Gayle King did not expect to be discussing the sexual misconduct allegations against her friend and co-host Charlie Rose during her Late Show appearance back when it was scheduled, but the current news cycle isn’t kind. A report on Rose in The Washington Post featured graphic allegations of sexual misconduct by Rose from at least eight women who worked or sought work with his PBS program, leading to his dismissal from CBS and PBS despite his denial that his actions should be considered “wrongdoings.”
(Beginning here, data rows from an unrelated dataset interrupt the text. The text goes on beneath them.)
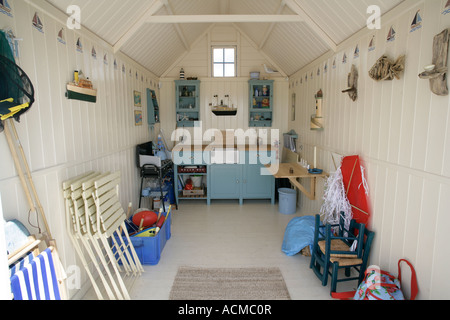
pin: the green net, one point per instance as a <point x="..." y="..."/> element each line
<point x="16" y="89"/>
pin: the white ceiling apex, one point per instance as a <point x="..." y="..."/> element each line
<point x="154" y="7"/>
<point x="294" y="6"/>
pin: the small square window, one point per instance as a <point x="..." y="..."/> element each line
<point x="224" y="62"/>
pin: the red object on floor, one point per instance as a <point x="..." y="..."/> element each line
<point x="356" y="194"/>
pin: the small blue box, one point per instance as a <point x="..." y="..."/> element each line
<point x="149" y="249"/>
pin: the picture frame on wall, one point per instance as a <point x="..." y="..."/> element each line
<point x="137" y="99"/>
<point x="137" y="118"/>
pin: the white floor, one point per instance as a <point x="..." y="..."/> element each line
<point x="226" y="234"/>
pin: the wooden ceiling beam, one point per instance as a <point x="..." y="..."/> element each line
<point x="154" y="7"/>
<point x="294" y="6"/>
<point x="177" y="26"/>
<point x="223" y="18"/>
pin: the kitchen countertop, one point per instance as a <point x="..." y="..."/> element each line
<point x="210" y="147"/>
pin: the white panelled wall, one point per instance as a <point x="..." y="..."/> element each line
<point x="399" y="128"/>
<point x="401" y="131"/>
<point x="64" y="138"/>
<point x="196" y="63"/>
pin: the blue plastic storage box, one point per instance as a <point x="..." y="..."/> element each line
<point x="149" y="249"/>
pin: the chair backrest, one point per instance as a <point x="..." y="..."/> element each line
<point x="355" y="232"/>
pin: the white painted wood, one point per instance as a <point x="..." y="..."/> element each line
<point x="223" y="18"/>
<point x="5" y="284"/>
<point x="400" y="130"/>
<point x="64" y="138"/>
<point x="311" y="23"/>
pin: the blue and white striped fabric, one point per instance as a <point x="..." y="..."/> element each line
<point x="22" y="263"/>
<point x="37" y="280"/>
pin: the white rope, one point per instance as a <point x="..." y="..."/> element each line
<point x="335" y="200"/>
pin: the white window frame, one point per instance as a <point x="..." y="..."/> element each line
<point x="235" y="47"/>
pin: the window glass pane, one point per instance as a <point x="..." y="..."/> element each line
<point x="218" y="55"/>
<point x="229" y="70"/>
<point x="229" y="55"/>
<point x="218" y="70"/>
King and her co-host Norah O’Donnell addressed the allegations on CBS This Morning on Tuesday and made it clear that they weren’t going to treat their former co-host any differently. She emphasized this during her interview with Colbert, telling the host that the news was painful and that she was still trying to comprehend Rose’s fall:
“To be honest with you, it still isn’t easy. It’s still very painful, it’s still very hurtful. Charlie and I worked together, been friends, but when you think about the anguish of those women despite the friendship you still have to report the news…
“I wanted to cancel because I didn’t want to be sitting here talking about this, but when you think about the job we do at CBS and how hard the people work, I want to know we are a top notch broadcast operation and that’s why I thought it was important to be here.”
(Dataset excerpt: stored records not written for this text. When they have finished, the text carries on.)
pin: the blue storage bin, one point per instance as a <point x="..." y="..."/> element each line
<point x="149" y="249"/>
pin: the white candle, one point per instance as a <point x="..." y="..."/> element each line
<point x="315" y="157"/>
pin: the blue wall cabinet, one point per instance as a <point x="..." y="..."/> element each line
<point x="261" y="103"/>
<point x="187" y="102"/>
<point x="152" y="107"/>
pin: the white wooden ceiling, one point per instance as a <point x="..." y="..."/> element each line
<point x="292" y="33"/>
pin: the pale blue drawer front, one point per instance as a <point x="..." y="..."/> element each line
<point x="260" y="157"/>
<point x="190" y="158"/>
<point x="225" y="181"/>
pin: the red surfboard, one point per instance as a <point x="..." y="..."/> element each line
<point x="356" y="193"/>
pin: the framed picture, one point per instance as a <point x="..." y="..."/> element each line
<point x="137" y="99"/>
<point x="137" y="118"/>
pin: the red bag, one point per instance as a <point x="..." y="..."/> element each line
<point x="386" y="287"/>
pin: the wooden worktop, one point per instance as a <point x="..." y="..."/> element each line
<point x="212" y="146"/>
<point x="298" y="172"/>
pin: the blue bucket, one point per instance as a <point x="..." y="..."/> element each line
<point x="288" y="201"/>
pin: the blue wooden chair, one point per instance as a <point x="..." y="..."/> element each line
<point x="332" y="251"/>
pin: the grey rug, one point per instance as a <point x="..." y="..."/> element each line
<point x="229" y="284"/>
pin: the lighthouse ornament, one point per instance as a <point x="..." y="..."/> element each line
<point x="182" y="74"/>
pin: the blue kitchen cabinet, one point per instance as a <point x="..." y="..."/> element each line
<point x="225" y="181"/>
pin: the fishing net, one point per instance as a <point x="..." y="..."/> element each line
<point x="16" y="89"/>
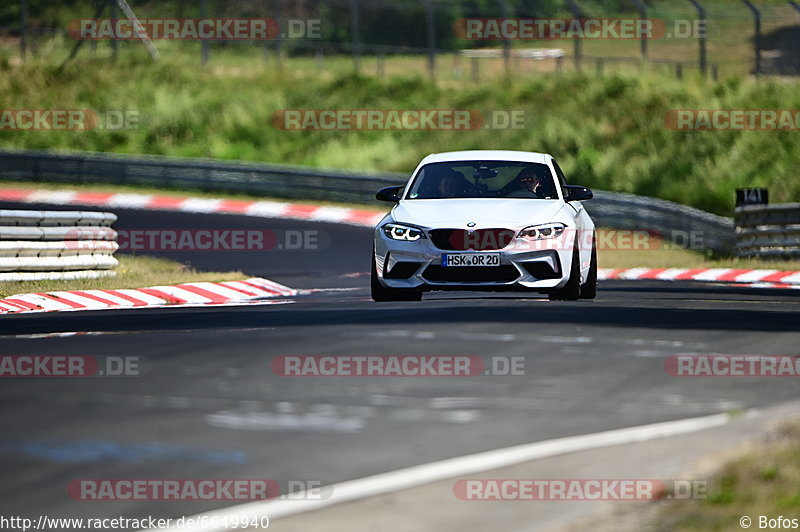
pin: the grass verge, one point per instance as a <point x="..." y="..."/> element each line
<point x="608" y="131"/>
<point x="658" y="254"/>
<point x="763" y="481"/>
<point x="134" y="271"/>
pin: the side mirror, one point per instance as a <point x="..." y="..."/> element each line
<point x="390" y="193"/>
<point x="578" y="193"/>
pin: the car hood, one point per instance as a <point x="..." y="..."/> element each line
<point x="488" y="212"/>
King goes on to mention how the growing number of sexual assault allegations are stunning and echoes some of the sentiments shared by herself and O’Donnell on CBS This Morning, hoping for a change in the culture instead of just taking out these notable figures until the next time it happens.
She also mentions Colbert’s monologue for how it hit her close to home for its tone about Rose, but as the host points out, he was just doing his job. It is never fun to hear someone knock the people you know and consider your friends, even if it is funny. But where sometimes you want to do something similar to what Lena Dunham did over the weekend, King and her colleagues at CBS News put professionalism ahead of their personal feelings.